Opinion Opinion Feature

Packing up the pitchforks

In 2018, Amber Heard wrote an op-ed, published on the Washington Post, about her experience with domestic abuse, saying, “I became a public figure representing domestic abuse, and I felt the full force of our culture’s wrath for women who speak out.” This was alluding to the abuse claims she filed against her ex-husband Johnny Depp. From 2016 all the way to June of this year, Depp was effectively “canceled” in many people’s eyes. Depp was vilified, with many criticizing his casting in franchises such as Fantastic Beasts and The Pirates of the Carribean, eventually getting dropped from the latter.

As more information surfaced over time, however, it began to appear that perhaps Depp himself was the victim of abuse in the relationship. He released audio recordings of conversations between himself and Heard to corroborate his claims that she had abused him; and though the opinion on Depp has changed drastically since then, the damage had been done.

The situation Depp went through is indicative of just how much of an impact cancel culture has today. For those unaware, cancel culture refers to the practice of withdrawing or denouncing support for public figures, calling them out publicly for their actions, often through social media. It is because of this that the masses are given a voice to out anyone in the public eye, the impact this can have evident in what happened to Depp.

#JusticeForJohnnyDepp trended shortly after Depp released the recordings of conversations between him and Heard, with people expressing support for the actor and backing him. However, this will not bring back the years he spent as a canceled man. It won’t bring back the roles he had; it won’t alleviate the pain he went through. This is what can happen in a world where anyone can get canceled at the snap of a finger, without thought or care. People can get hurt, and once they do, the damage has been done—and so little can be undone.

Sometimes, the action that is taken because of cancel culture can be good, in the sense that it’s loud, fast, and unrelenting when it comes down on individuals or companies, making it difficult for anyone to wiggle their way out of the situation or to dodge the accusations. This means that for those in positions of power, such as celebrities or politicians, their power does not grant them an easy way out.

Public criticism holds people accountable regardless of their status in life, meaning that in some circumstances, a form of justice can be just a couple of tweets away. In fact, it is through cancel culture that the #MeToo movement was able to find its footing, with women who have suffered from abuse finding ways to hold their abusers accountable for their actions. In this sense, people who have been silenced and oppressed for far too long are offered a platform and a voice to fight back with.

However, a lot of the qualities that cancel culture has may also serve as reasons for why it can be harmful and toxic as well. Because of its loud, fast, and unrelenting nature, it makes it incredibly difficult for proper discourse to be had between people; any side in opposition to a perceived majority or collective voice tends to be very easily dismissed, or worse, actively retaliated against.

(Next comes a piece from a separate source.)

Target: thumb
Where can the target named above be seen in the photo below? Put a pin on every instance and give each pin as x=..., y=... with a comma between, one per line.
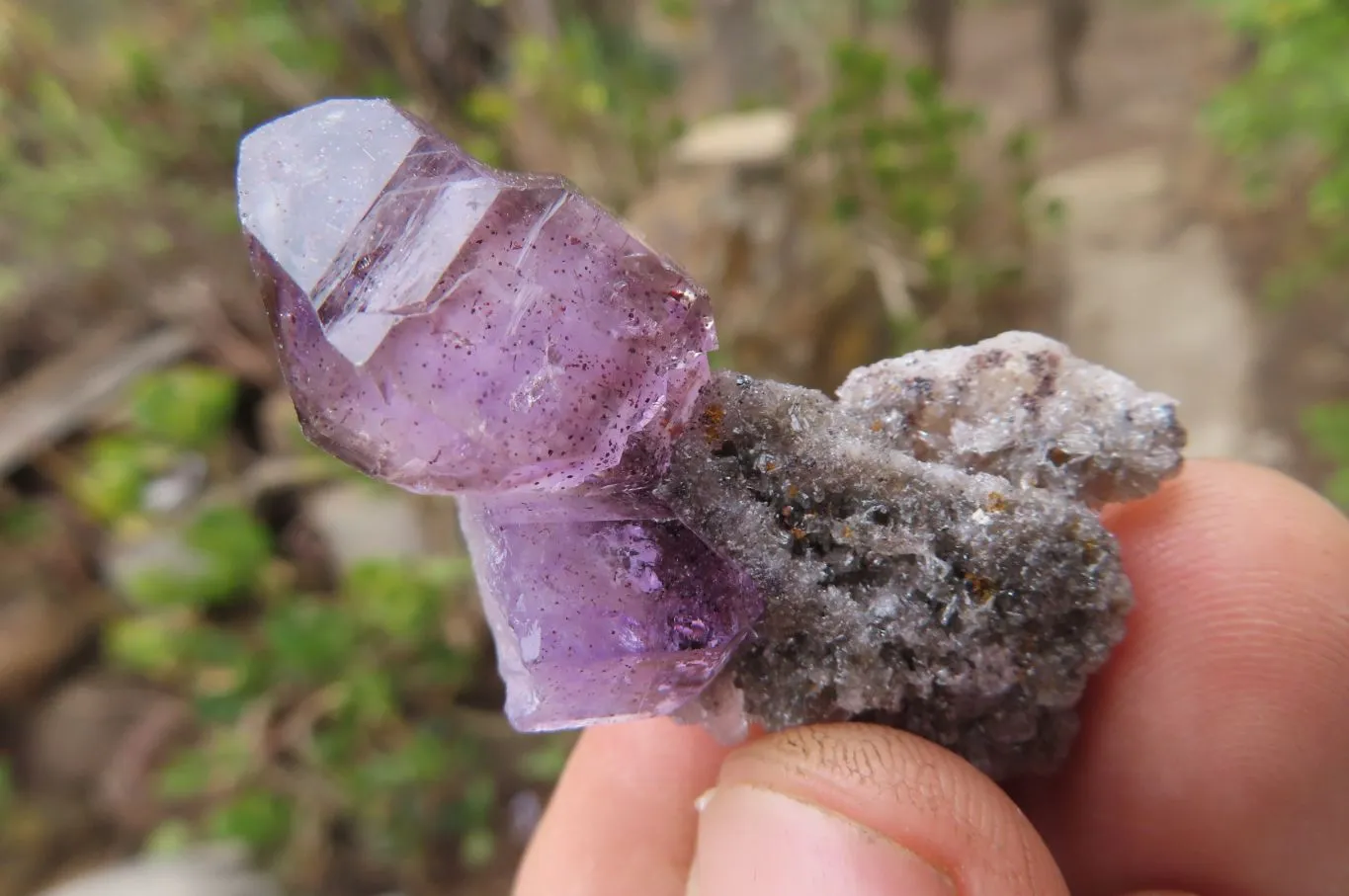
x=865, y=811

Even the name that the action goes by—canceling, or to be canceled—expresses a desire for those subject to cancellation to disappear and to be gone. This desire to wipe out anyone deemed worth canceling can be incredibly harmful, as it promotes the idea that those who actually do wrong should just disappear without any chance of redeeming themselves or righting their wrongs. It dictates that people are defined by a single wrong thing that they do, and that once it is done, they cannot do anything about it any longer. It is even worse for those who have not done anything wrong and find themselves the subject of cancellation, as they can be immediately condemned on a whim with little basis.

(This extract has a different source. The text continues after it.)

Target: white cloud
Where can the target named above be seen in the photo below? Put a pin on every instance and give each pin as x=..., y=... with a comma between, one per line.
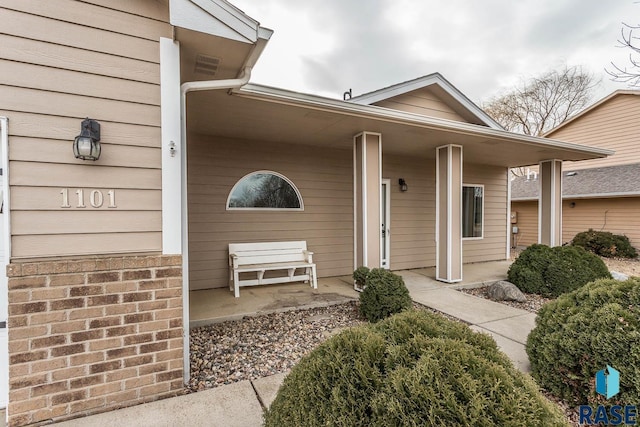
x=482, y=47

I am all for calling people out when they have done something wrong, and I do want to see justice duly served in those instances. But I do not believe cancel culture is the way to move forward with this. In fact, I believe that the way cancel culture works today ultimately does more harm than good. Taking action tends to stem from a place of impulsiveness rather than introspection, where people tend to want to publicize their say while the topic is still hot. The act of canceling also tends to come from a place of anger and outrage, rather than out of a sense of justice. Sometimes, there’s a gleeful excitement surrounding a person getting canceled, with GIFs of celebration and colorful emojis being used when discussing the topic. It seems sickening to laugh at those who are being subjected to inescapable, dogged, online attacks. There’s something rather distasteful about taking joy in the suffering of others, regardless of whether or not these people deserve it.

And with more and more people getting canceled, I feel as though the impact canceling someone has is quickly fading as well, especially when people are getting canceled for smaller and smaller transgressions. After all, it’s one thing to lead a charge against an alleged rapist or abuser, but it’s another thing to rally against someone’s old tweets and photos that may not necessarily define their current beliefs or behaviors.

I’m sure that many of the people behind the online revolution that cancel culture poses have good intentions. However, good intentions do not always make for good actions, and I think that it is important for people to be more critical and introspective regarding the actions they take and the rallies they back.

A part of making significant change and standing up for what is right is recognizing the best ways of doing so. Too often, people want to act without this recognition, which can lead to very damning consequences. As much as action needs to be taken against the evils of the world, there is always a necessity to pause, take time to listen and understand, and know when it might be best to put down the pitchforks and join the conversation. Most problems cannot be solved in an instant, no matter how convenient the idea may be.